Decided December 6, 1932.
Appeal from Shiawassee; Collins (Joseph H.), J. Submitted October 14, 1932. (Docket No. 203, Calendar No. 36,527.) Decided December 6, 1932.
Alex Leneschmidt was convicted of bastardy. Affirmed.
Ellis F. Wilson, for appellant. Paul W. Voorhies, Attorney General, and Norman L. DesJardins, for the people.
Complaint for bastardy alleged that the child was begotten on or about the 9th day of May, 1930, the occasion and circumstances being definitely stated. The proofs placed the time in the forepart of April, without change of the occasion and circumstances. Defendant claims fatal variance as to dates.
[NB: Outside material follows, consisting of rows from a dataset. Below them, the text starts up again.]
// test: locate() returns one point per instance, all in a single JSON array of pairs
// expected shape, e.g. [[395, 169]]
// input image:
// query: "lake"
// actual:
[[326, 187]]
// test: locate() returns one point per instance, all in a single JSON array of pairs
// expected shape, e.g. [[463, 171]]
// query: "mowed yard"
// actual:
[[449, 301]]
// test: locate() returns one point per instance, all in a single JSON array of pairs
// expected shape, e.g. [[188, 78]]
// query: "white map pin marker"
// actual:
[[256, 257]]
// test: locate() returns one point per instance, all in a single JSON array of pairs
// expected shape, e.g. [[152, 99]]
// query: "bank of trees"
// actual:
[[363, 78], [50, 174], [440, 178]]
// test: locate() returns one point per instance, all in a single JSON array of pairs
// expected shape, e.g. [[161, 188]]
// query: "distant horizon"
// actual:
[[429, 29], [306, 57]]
Conviction must be confined to the act charged in the complaint. Showing of other acts of intercourse is permitted only as bearing on the probability of commission of the one relied on. People v. Schilling, 110 Mich. 412. When the date is alleged with particularity, it must be proved as laid ( Hull v. People, 41 Mich. 167; People v. Wilson, 136 Mich. 298), but amendment may be permitted ( People v. Cole, 113 Mich. 83). But where the date is not alleged with particularity, variance in the time is not fatal, if the verdict is confined to the particular act within the scope of complaint upon which the prosecution introduces evidence for the purpose of procuring conviction. People v. Swanson, 217 Mich. 103; 7 C. J. p. 987.
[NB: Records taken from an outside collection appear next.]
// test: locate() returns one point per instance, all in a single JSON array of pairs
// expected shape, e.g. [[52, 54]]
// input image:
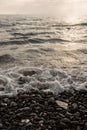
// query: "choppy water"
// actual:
[[35, 30], [25, 29]]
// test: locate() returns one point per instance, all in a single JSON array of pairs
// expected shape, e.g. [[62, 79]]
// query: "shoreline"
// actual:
[[37, 110]]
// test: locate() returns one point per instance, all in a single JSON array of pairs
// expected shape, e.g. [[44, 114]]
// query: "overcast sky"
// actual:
[[44, 7]]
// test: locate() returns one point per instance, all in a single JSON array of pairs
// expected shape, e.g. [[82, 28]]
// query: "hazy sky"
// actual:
[[44, 7]]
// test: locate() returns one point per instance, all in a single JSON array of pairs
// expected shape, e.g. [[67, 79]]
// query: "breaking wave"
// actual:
[[56, 80]]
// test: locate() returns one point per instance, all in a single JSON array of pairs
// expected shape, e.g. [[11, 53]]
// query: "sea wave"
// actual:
[[55, 80]]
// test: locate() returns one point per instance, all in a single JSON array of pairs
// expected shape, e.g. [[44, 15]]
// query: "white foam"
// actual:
[[55, 80]]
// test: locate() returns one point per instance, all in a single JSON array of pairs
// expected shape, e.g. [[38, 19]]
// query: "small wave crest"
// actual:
[[56, 80]]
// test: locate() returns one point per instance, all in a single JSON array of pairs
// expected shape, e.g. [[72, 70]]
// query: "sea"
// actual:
[[37, 32]]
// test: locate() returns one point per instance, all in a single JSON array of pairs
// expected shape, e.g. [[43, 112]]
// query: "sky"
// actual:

In this case there was testimony of two acts of intercourse. The court carefully confined conviction to the one charged. Defendant was apprised by the examination that complainant was uncertain of the date, but the occasion was made clear. The defense was an alibi, and defendant's evidence covered the time relied upon as fully as it did the date named in the complaint. No motion was made for continuance after the court ruled that the act could be shown as of the forepart of April, nor does the record indicate that defendant was deprived of a fair trial nor injured in his defense by the variance.
The other points raised have been examined, are without merit, and need no discussion.
Judgment affirmed.
CLARK, C.J., and McDONALD, POTTER, SHARPE, NORTH, WIEST, and BUTZEL, JJ., concurred.